ותבא אביגיל אל נבל והנה לו משתה בביתו כמשתה המלך ולב נבל טוב עליו והוא שכר עד מאד ולא הגידה לו דבר קטן וגדול עד אור הבקר
וַתָּבֹא אֲבִיגַיִל אֶל-נָבָל וְהִנֵּה-לוֹ מִשְׁתֶּה בְּבֵיתוֹ כְּמִשְׁתֵּה הַמֶּלֶךְ וְלֵב נָבָל טוֹב עָלָיו וְהוּא שִׁכֹּר עַד-מְאֹד וְלֹא-הִגִּידָה לּוֹ דָּבָר קָטֹן וְגָדוֹל עַד-אוֹר הַבֹּקֶר׃
A gdy Abigail przyszła do Nabala, ten wyprawiał w swoim domu ucztę prawie po królewsku i był dobrze usposobiony, gdyż był bardzo pijany, toteż nie powiedziała do niego najdrobniejszego słówka aż do następnego poranka.

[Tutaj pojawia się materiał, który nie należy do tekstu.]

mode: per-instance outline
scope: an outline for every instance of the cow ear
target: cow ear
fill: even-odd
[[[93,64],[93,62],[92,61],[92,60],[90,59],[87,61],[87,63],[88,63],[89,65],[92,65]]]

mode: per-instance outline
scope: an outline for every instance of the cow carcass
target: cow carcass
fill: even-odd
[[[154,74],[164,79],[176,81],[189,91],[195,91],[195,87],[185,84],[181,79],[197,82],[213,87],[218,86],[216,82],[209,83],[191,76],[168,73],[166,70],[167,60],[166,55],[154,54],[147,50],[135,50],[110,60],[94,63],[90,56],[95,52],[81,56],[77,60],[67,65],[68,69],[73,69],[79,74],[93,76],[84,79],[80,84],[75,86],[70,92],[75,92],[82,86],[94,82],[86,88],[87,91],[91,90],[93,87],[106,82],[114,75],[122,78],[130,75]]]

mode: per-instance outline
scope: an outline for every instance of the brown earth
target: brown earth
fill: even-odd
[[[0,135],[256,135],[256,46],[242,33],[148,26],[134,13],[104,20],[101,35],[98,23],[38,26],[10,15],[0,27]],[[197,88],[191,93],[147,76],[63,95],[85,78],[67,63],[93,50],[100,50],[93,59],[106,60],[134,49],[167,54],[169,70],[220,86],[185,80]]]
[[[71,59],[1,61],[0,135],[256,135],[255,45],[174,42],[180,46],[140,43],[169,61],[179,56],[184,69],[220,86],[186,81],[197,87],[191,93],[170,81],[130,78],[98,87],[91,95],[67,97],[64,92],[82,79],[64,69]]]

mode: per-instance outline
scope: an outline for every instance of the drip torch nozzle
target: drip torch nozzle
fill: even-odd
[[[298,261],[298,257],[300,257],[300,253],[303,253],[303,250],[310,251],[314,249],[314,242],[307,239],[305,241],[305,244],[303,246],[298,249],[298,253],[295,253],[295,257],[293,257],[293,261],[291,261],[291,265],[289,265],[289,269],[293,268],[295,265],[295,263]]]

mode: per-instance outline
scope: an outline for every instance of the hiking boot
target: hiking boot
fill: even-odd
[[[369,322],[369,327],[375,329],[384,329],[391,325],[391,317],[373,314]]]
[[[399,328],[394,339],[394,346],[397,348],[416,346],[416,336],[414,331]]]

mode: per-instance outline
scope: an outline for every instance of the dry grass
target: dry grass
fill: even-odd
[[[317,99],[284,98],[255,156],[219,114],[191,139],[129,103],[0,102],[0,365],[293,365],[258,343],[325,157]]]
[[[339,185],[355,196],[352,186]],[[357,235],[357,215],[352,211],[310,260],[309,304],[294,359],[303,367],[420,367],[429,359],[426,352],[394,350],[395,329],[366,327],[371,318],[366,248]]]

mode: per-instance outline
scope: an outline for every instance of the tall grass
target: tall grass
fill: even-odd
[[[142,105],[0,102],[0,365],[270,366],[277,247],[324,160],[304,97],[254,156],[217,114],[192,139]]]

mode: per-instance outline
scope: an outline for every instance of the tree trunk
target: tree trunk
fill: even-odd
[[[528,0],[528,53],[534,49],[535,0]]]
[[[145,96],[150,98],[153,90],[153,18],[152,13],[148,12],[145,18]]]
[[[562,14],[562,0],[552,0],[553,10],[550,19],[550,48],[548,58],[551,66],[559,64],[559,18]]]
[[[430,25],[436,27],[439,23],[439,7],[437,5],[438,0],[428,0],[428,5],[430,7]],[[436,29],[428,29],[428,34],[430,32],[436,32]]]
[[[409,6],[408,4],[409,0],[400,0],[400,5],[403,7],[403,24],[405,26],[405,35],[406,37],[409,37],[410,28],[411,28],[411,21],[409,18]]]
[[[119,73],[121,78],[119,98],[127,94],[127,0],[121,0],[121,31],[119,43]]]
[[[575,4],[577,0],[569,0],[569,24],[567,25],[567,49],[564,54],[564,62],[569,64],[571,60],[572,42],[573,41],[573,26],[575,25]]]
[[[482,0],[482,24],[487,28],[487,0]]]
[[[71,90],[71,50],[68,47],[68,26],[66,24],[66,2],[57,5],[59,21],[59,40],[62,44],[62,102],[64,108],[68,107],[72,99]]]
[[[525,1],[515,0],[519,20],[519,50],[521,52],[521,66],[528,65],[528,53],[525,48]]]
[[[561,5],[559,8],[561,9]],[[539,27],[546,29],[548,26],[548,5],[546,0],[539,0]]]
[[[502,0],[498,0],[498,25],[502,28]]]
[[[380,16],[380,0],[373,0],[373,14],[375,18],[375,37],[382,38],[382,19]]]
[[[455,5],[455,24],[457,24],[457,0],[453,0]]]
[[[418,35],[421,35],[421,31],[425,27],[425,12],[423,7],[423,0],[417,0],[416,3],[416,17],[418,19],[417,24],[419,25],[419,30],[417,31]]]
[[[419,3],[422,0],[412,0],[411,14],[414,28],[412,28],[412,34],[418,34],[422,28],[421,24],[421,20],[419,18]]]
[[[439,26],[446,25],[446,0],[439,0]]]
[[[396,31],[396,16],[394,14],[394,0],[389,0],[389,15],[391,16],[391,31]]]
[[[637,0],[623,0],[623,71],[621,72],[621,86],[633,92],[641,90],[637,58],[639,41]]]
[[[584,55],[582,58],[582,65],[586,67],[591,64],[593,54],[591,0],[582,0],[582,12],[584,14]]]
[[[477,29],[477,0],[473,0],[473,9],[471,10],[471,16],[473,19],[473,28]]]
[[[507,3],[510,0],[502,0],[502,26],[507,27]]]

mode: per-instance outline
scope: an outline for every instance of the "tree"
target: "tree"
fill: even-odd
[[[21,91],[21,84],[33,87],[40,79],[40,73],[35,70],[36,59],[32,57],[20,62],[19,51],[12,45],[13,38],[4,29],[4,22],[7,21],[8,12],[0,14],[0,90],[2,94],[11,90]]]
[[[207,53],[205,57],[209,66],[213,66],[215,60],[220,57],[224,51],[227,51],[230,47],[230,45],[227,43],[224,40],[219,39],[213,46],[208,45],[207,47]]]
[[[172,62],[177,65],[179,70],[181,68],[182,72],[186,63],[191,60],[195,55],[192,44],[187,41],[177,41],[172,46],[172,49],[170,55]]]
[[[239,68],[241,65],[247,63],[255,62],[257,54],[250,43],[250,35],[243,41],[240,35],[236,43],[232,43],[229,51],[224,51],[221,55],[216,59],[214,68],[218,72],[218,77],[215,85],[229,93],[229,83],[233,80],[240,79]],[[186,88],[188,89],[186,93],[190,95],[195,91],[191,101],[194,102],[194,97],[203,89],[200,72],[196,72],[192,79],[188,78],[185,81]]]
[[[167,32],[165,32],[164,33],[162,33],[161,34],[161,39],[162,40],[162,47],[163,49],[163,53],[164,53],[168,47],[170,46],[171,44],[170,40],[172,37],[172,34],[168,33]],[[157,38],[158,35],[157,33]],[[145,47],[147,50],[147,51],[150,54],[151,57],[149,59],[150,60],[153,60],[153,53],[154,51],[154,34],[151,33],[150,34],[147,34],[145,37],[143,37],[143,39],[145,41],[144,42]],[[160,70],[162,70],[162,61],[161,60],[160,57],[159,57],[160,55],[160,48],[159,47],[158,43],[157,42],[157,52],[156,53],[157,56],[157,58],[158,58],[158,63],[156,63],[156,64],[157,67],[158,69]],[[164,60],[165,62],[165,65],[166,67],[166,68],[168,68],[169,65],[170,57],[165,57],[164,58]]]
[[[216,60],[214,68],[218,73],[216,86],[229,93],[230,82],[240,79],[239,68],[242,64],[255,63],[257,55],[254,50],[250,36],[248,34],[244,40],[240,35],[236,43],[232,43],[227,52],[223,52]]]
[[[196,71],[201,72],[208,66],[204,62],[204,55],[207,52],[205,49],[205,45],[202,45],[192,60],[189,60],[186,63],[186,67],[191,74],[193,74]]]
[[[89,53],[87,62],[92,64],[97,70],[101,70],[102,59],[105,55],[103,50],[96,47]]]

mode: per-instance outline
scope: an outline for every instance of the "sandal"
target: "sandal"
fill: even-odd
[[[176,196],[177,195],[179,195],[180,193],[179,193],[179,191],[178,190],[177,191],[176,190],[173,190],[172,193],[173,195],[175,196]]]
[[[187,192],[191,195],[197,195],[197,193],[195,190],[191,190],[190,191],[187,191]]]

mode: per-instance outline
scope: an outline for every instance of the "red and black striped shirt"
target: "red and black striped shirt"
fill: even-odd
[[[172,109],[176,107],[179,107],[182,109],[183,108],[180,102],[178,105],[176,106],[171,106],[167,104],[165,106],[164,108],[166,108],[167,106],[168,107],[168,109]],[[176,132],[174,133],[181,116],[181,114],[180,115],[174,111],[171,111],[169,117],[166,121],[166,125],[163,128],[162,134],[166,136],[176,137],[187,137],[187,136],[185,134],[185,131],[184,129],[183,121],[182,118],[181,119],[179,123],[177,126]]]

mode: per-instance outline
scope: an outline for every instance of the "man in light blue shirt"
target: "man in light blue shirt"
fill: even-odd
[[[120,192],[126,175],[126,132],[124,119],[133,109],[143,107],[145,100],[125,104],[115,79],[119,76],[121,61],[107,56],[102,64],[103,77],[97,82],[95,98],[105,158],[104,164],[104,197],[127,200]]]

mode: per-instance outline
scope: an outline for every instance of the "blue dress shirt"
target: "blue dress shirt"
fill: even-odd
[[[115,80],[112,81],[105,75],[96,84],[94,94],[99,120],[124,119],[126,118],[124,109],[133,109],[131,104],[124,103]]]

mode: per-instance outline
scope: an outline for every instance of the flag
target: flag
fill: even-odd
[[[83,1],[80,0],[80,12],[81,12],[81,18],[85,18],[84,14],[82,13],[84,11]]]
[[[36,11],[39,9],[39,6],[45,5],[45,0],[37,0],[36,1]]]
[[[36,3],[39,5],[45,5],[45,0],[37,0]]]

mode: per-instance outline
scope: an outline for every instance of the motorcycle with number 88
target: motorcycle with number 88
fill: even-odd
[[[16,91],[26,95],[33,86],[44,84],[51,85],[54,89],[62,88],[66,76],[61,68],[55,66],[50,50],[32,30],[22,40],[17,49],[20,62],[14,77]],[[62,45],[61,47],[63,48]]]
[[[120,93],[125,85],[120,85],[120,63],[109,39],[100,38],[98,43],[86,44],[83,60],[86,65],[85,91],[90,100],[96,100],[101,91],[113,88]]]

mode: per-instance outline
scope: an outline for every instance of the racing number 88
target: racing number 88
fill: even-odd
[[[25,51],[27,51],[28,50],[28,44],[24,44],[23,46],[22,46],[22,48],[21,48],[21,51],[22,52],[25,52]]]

Abigail wróciła do Nabala. Wyprawił on właśnie ucztę w domu, na wzór uczty królewskiej. Serce Nabala pełne było radości, był jednak bardzo pijany, więc nie wspominała mu o niczym aż do rannego brzasku.
Tedy się wróciła Abigail do Nabala; a on miał ucztę w domu swoim, jako ucztę królewską, a serce Nabalowe było wesołe w nim, a był pijany bardzo; i nie oznajmiła mu najmniejszej rzeczy aż do poranku.